Ради любви…
Шрифт:
— Шерил, не страшно, если ты поплачешь.
— Нет, это… — Она не хотела быть для Сидни только матерью его ребенка, этого слишком мало! — Чувствую, что если сейчас заплачу, то уже не остановлюсь… Извини.
— Извинить? — Он взглянул с такой нежностью, что у Шерил перехватило дыхание. — Сейчас-то за что? Вот за вчерашнее ты так и не извинилась…
Шерил отшатнулась и нервно воскликнула:
— Боюсь, я слишком туманно представляю себе, что было прошлой ночью! До сих пор не могу простить себе. Я и в лучшие дни редко пью спиртное,
— Это я виноват. Мне бы побыстрее сообразить и отнять у тебя бокал. — Легкая улыбка коснулась его губ. — Хотя, должен признаться, я меньше всего ожидал, что ты его содержимое выпьешь, думал, ты намерена выплеснуть мне коньяк в лицо.
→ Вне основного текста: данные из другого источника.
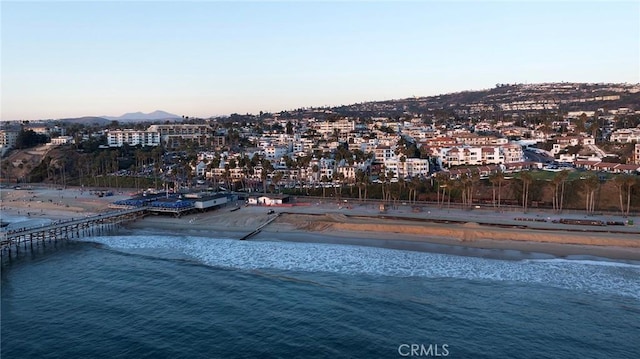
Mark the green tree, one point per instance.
(526, 178)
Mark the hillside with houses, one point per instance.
(453, 145)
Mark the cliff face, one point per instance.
(17, 166)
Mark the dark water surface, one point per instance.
(143, 296)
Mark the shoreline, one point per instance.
(477, 233)
(213, 226)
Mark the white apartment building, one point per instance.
(275, 152)
(173, 134)
(117, 138)
(61, 140)
(8, 139)
(342, 126)
(478, 156)
(410, 167)
(626, 135)
(384, 153)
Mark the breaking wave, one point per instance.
(594, 276)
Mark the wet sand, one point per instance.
(476, 232)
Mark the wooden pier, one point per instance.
(14, 239)
(259, 229)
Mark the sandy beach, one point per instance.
(465, 232)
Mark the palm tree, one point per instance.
(526, 179)
(325, 179)
(497, 178)
(591, 184)
(442, 179)
(624, 184)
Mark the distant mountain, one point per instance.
(139, 116)
(87, 121)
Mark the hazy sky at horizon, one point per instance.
(205, 58)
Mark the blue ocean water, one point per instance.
(179, 296)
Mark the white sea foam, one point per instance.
(588, 275)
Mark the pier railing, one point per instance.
(13, 239)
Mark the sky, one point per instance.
(209, 58)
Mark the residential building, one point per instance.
(117, 138)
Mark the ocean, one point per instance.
(143, 295)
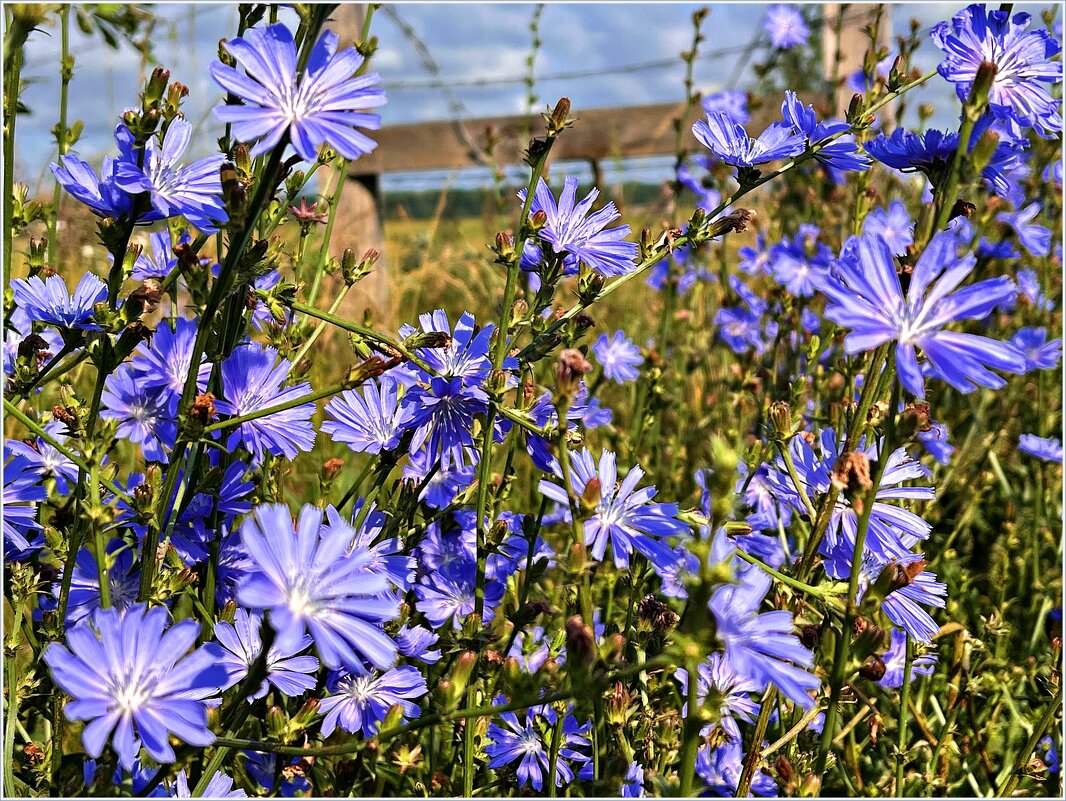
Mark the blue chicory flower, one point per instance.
(142, 694)
(618, 357)
(312, 580)
(624, 515)
(579, 234)
(359, 703)
(1024, 62)
(289, 672)
(786, 27)
(867, 295)
(323, 105)
(729, 142)
(46, 300)
(1049, 449)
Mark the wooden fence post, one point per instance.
(359, 214)
(852, 47)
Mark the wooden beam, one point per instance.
(359, 223)
(598, 133)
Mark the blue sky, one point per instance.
(470, 43)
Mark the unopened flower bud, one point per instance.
(915, 418)
(572, 366)
(873, 668)
(580, 642)
(156, 86)
(559, 118)
(780, 420)
(851, 474)
(203, 410)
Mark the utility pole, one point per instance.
(359, 215)
(843, 54)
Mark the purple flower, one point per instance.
(262, 768)
(443, 484)
(47, 300)
(578, 234)
(124, 582)
(288, 672)
(839, 156)
(1047, 753)
(760, 646)
(893, 225)
(894, 660)
(466, 355)
(220, 786)
(618, 357)
(442, 415)
(731, 102)
(1030, 286)
(931, 153)
(252, 379)
(624, 515)
(902, 606)
(786, 27)
(1036, 239)
(892, 530)
(164, 361)
(20, 496)
(324, 105)
(193, 191)
(717, 684)
(158, 259)
(136, 679)
(1039, 353)
(1022, 59)
(729, 142)
(368, 422)
(360, 702)
(867, 297)
(312, 580)
(721, 768)
(146, 416)
(632, 783)
(1050, 449)
(935, 442)
(449, 593)
(801, 263)
(528, 742)
(44, 460)
(102, 194)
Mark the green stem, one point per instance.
(785, 579)
(17, 34)
(66, 452)
(755, 753)
(662, 249)
(468, 727)
(312, 398)
(12, 681)
(1011, 783)
(908, 660)
(384, 340)
(98, 535)
(66, 73)
(844, 636)
(692, 725)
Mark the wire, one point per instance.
(438, 81)
(455, 107)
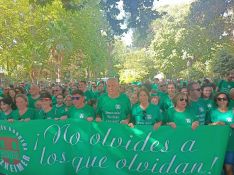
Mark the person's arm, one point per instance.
(157, 125)
(98, 111)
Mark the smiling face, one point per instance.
(4, 107)
(78, 100)
(181, 101)
(112, 87)
(207, 92)
(222, 100)
(171, 89)
(21, 103)
(143, 96)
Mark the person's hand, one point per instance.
(27, 119)
(131, 125)
(89, 119)
(172, 124)
(195, 125)
(157, 125)
(98, 119)
(63, 117)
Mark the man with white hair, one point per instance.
(114, 107)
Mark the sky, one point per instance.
(127, 38)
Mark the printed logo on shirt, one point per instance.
(149, 116)
(117, 106)
(81, 115)
(13, 154)
(201, 109)
(209, 106)
(188, 120)
(229, 119)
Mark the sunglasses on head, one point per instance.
(75, 98)
(221, 99)
(184, 99)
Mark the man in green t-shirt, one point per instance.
(114, 106)
(197, 104)
(80, 110)
(87, 93)
(226, 85)
(34, 96)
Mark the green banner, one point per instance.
(75, 147)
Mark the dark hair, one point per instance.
(178, 96)
(20, 89)
(144, 89)
(7, 100)
(45, 94)
(77, 91)
(216, 96)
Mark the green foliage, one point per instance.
(42, 39)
Шерил вспомнила о жестоких словах, сказанных ему вчера, и не без труда спросила:
— Надеюсь, ты не принял всерьез мои слова, что ты не можешь любить Сидди?
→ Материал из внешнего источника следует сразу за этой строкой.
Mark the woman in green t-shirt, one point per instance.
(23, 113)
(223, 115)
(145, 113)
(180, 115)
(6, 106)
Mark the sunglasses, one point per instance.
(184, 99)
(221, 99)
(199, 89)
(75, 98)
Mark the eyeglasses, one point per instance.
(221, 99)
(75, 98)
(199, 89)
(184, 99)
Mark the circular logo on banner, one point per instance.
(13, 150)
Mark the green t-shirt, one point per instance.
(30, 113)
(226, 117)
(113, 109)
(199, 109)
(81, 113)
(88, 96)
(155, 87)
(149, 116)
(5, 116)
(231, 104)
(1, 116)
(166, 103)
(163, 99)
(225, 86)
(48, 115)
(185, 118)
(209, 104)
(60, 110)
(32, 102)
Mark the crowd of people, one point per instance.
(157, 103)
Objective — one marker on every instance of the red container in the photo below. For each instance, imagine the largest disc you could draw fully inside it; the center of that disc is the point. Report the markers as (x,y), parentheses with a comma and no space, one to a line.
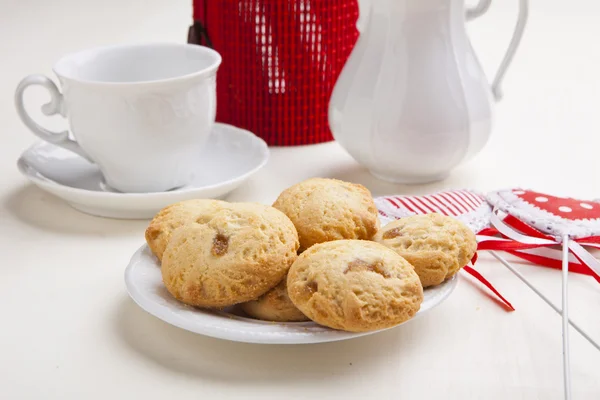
(281,59)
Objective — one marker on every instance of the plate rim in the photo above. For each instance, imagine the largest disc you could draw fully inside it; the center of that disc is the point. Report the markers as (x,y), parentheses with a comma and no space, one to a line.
(50,184)
(161,312)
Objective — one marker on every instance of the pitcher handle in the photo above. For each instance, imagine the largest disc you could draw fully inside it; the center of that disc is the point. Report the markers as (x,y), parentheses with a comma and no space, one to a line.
(480,9)
(55,106)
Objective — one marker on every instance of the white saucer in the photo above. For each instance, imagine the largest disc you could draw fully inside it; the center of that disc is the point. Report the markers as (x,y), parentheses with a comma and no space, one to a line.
(144,284)
(232,155)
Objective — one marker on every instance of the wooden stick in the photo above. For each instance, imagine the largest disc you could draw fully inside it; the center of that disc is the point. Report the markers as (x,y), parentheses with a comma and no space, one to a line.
(554,307)
(565,315)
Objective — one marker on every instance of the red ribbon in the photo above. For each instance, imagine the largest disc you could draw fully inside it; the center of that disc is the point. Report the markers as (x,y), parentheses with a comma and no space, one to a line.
(542,258)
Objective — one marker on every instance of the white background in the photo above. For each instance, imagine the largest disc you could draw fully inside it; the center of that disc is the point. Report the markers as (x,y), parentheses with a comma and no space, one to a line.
(69,331)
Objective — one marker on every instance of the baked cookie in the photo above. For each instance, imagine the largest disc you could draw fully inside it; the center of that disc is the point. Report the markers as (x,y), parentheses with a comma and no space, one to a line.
(354,285)
(176,215)
(329,209)
(436,245)
(237,256)
(275,305)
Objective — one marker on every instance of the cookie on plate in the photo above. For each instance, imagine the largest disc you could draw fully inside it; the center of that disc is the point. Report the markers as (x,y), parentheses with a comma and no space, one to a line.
(436,245)
(354,285)
(329,209)
(176,215)
(275,305)
(242,252)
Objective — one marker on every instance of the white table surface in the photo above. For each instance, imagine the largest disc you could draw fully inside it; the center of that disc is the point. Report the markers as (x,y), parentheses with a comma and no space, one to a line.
(69,330)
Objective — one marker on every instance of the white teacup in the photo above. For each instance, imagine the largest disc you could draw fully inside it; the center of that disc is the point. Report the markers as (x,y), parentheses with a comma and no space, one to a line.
(142,113)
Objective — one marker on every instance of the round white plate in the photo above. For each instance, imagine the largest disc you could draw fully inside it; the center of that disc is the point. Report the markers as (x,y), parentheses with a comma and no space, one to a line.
(144,284)
(231,156)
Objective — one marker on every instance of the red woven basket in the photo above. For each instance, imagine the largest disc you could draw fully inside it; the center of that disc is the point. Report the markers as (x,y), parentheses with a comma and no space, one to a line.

— Нет, не беспокойся, — ответил он, откинувшись на спинку лавочки и прикрыв глаза.
— Я рада.
Посмотрев на Сидни и заметив темные круги под глазами и напряженно сжатые челюсти, Шерил вздохнула. В этот момент ей тоже захотелось отделить в Сидни любовника, вероломно разрушившего ее жизнь, от отца ребенка, все еще изумленного своим нежданным отцовством.
— Знаешь, я могу оперировать, практически стоя на голове. А сегодня в операционной поймал себя на том, что не могу вспомнить этапы операции. Господи, я даже не сразу решился сказать тебе об этом! — мрачно воскликнул Сидни. — Но не хочу, чтобы ты думала, будто я с тобой недостаточно откровенен, это не так, поверь.
— Ну, раньше ты смотрел на все глазами хирурга, — тихо сказала Шерил, удивленно отметив, что пытается утешить и ободрить его. — А теперь взглянул с точки зрения родителя, так что тебе не в чем себя укорять.
— Чувствую, что мне предстоит многое постигнуть… Боже, я ведь ничего не знаю! Не знаю даже, где он родился!
— В Мельбурне, — сообщила Шерил, стараясь не вспоминать о нищете, в которой ей пришлось тогда существовать.
— Он был здоровым карапузом? Говорит ли он по-английски? Перебираясь сюда, ты думала, в какую школу он пойдет? — Сидни замолчал и виновато посмотрел на Шерил. — Знаешь, у меня такая уйма вопросов, что я просто теряюсь…
Вероятно, Сидни преследовал две цели — побольше узнать о сыне и хоть как-то отвлечь их обоих от того, что происходит сейчас в операционной, хоть как-то облегчить выматывающее нервы ожидание. Но Шерил молчала: не очень-то ей хотелось вновь погружаться в ту боль, которую могли породить разговоры о прошлом.
— Прости. Ты, наверное, считаешь, что у меня нет права на подобные расспросы.
— Нет, это не так. Просто не знаю, с чего начать.
— Начни с Мельбурна. Ты говорила, что училась в университете. Ты успела окончить его?
— Нет, учебу пришлось оставить.
Он понятия не имеет о токсикозе, сухо подумала Шерил, и всех прочих прелестях, которые терзали меня день и ночь в первые четыре месяца беременности.
Именно
— Но ты так и не вернулась в дом своего деда.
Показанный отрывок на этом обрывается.